Brevity of code and english can correspond via abstraction.
I don't know why brevity in low and high abstraction programs/explanations/ideas would correspond (I suspect they wouldn't). If brevity in low/high abstraction stuff corresponded; isn't that like contradictory? If a simple explanation in high abstraction is also simple in low abstraction then abstraction feels broken; typically ideas only become simple after abstraction. Put another way: the reason to use abstraction is to make ideas/thing that are highly complex into things that are less complex.
I think Occam's Razor makes sense only if you take into account abstractions (note: O.R. itself is still a rule of thumb regardless). Occam's Razor doesn't make sense if you think about all the extra stuff an explanation invokes - partially because that body of knowledge grows as we learn more, and good ideas become more consistent with the population of other ideas over time.
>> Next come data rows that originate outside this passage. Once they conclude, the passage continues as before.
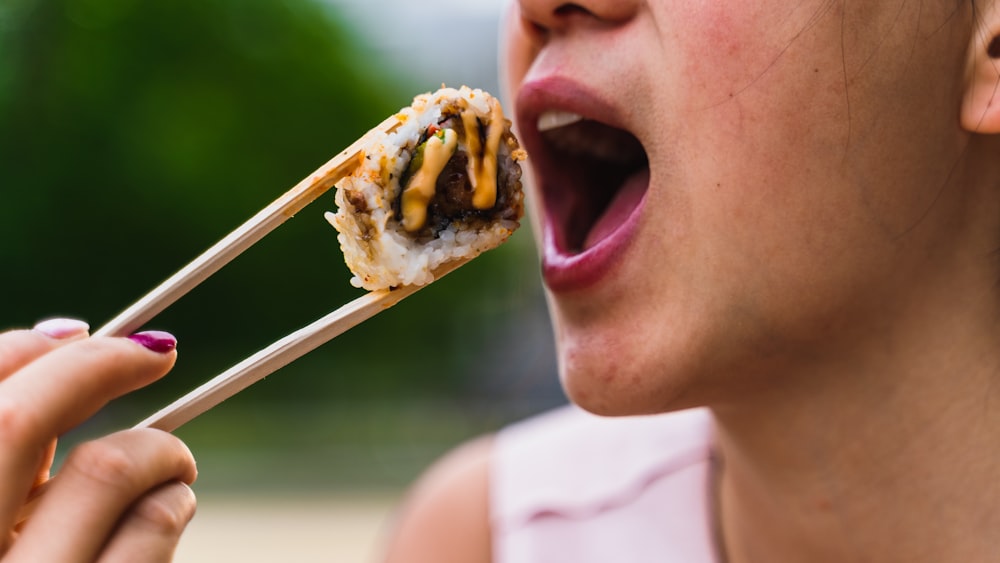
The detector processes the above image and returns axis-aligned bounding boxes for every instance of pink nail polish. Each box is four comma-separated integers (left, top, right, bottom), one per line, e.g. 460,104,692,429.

34,319,90,340
128,330,177,354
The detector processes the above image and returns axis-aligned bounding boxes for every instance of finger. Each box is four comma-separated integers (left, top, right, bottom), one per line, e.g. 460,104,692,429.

98,481,196,563
0,319,90,379
0,332,176,536
5,429,197,563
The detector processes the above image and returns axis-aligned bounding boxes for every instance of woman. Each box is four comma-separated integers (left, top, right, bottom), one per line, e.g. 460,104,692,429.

0,319,197,562
378,0,1000,563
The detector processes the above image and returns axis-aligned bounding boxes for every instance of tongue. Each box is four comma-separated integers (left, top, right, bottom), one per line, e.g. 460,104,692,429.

583,168,649,248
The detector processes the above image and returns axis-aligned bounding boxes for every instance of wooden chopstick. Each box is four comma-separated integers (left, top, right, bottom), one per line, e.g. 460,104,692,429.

134,259,469,432
94,115,400,336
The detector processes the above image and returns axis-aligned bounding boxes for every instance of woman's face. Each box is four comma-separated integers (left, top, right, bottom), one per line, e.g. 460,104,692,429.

504,0,973,413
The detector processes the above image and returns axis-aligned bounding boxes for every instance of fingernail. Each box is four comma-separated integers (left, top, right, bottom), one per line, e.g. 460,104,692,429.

34,319,90,340
128,330,177,354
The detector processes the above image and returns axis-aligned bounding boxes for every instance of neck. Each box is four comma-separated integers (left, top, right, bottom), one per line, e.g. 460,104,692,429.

713,266,1000,563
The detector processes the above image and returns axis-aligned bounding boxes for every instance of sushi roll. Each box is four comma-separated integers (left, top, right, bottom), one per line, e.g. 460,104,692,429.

326,86,525,290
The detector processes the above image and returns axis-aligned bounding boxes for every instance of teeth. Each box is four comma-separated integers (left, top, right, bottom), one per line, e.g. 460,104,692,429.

538,110,583,132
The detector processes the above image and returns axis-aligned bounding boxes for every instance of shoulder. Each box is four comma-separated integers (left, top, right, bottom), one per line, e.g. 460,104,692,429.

384,436,493,563
385,407,712,563
490,407,714,563
490,407,713,527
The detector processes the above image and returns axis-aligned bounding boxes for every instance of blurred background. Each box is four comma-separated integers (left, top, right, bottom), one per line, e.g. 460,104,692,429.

0,0,564,561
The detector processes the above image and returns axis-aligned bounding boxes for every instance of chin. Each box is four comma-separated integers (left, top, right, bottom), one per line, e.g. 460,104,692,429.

557,312,704,416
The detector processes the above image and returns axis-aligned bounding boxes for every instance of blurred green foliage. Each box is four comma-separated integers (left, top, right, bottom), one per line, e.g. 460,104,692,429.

0,0,551,438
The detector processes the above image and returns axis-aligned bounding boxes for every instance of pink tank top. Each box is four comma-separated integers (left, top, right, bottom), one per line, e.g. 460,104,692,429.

490,407,715,563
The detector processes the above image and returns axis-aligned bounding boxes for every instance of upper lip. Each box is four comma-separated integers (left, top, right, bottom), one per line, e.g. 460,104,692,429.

516,76,648,253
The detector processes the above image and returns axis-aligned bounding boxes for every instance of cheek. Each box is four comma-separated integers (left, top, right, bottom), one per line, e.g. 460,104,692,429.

500,1,539,103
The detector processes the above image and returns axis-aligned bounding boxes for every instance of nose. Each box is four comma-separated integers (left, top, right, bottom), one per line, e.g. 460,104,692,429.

518,0,642,35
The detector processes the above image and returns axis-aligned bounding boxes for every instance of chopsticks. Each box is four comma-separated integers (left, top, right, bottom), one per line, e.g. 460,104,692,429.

17,115,418,524
133,259,469,432
94,115,400,336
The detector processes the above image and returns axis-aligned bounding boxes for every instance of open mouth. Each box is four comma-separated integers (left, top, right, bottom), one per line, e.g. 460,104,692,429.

538,111,649,254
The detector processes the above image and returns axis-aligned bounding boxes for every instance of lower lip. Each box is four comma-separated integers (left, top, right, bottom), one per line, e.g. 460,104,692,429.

542,171,645,293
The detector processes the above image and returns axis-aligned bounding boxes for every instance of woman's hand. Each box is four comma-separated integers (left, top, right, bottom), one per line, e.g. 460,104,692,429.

0,319,197,562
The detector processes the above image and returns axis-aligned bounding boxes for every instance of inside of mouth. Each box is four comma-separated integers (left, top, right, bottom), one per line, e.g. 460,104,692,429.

545,122,649,253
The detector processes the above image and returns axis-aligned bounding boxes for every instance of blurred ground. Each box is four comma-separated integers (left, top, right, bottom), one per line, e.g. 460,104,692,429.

174,492,397,563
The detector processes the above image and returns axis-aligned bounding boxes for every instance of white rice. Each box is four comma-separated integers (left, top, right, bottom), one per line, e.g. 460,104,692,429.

326,86,523,296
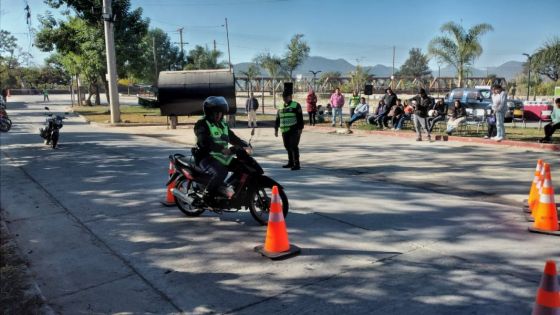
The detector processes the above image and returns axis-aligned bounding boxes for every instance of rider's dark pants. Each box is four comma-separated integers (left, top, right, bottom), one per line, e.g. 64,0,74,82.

When people think of short code they think of doing complex stuff with a few lines of code. e.g. cat asdf.log | cut -d ',' -f 3 | sort | uniq
. When people think of (good) short ideas they think of ideas which are made of a few well-established concepts that are widely accessible and easy to talk about. e.g. we have seasons because energy from sunlight fluctuates ~sinusoidally through our annual orbit.
One of the ways SI can use abstraction is via the abstraction being encoded in both the program, program inputs, and the observation data.
(I think) SI uses an arbitrary alphabet of instructions (for both programs and data), so you can design particular abstractions into your SI instruction/data language. Of course the program would be a bit useless for any other problem than the one you designed it for, in this case.
Is there literature arguing that code and English brevity usually or always correspond to each other?
I don't know of any.
If not, then most of our reasons for accepting Occam’s Razor wouldn’t apply to SI.
I think some of the reasoning makes sense in a pointless sort of way. e.g. the hypothesis 1100
corresponds to the program "output 1 and stop". The input data is from an experiment, and the experiment was "does the observation match our theory?", and the result was 1
. The program 1100
gets fed into SI pretty early, and it matches the predicted output. The reason this works is that SI found a program which has info about 'the observation matching the theory' already encoded, and we fed in observation data with that encoding. Similarly, the question "does the observation match our theory?" is short and elegant like the program. The whole thing works out because all the real work is done elsewhere (in the abstraction layer).
Solomonoff Induction has a free choice of variable, namely the use of the Universal Turing Machine (UTM) on which to run it, which is equivalent to the choice of language (e.g. whether to choose Python or C or some formalization of the english language). How to choose that variable is indeed kind of an open question, and not super obvious, but so are many other things about how to actually use SI in practice (obviously the same is true for less formal versions of Occam's Razor).
However, you can still prove a substantial number of things about SI without knowing the UTM with which it is run, because as johnswentworth says, there is at most a fixed constant of difference in the length of the resulting programs and in many inference problems it makes sense to think about the convergent behavior over long periods of time/many pieces of evidence, for which all SI machines will converge to the same beliefs.
I do concretely think that this choice of open variable is a really big one, and not one that we should forget when reasoning about SI.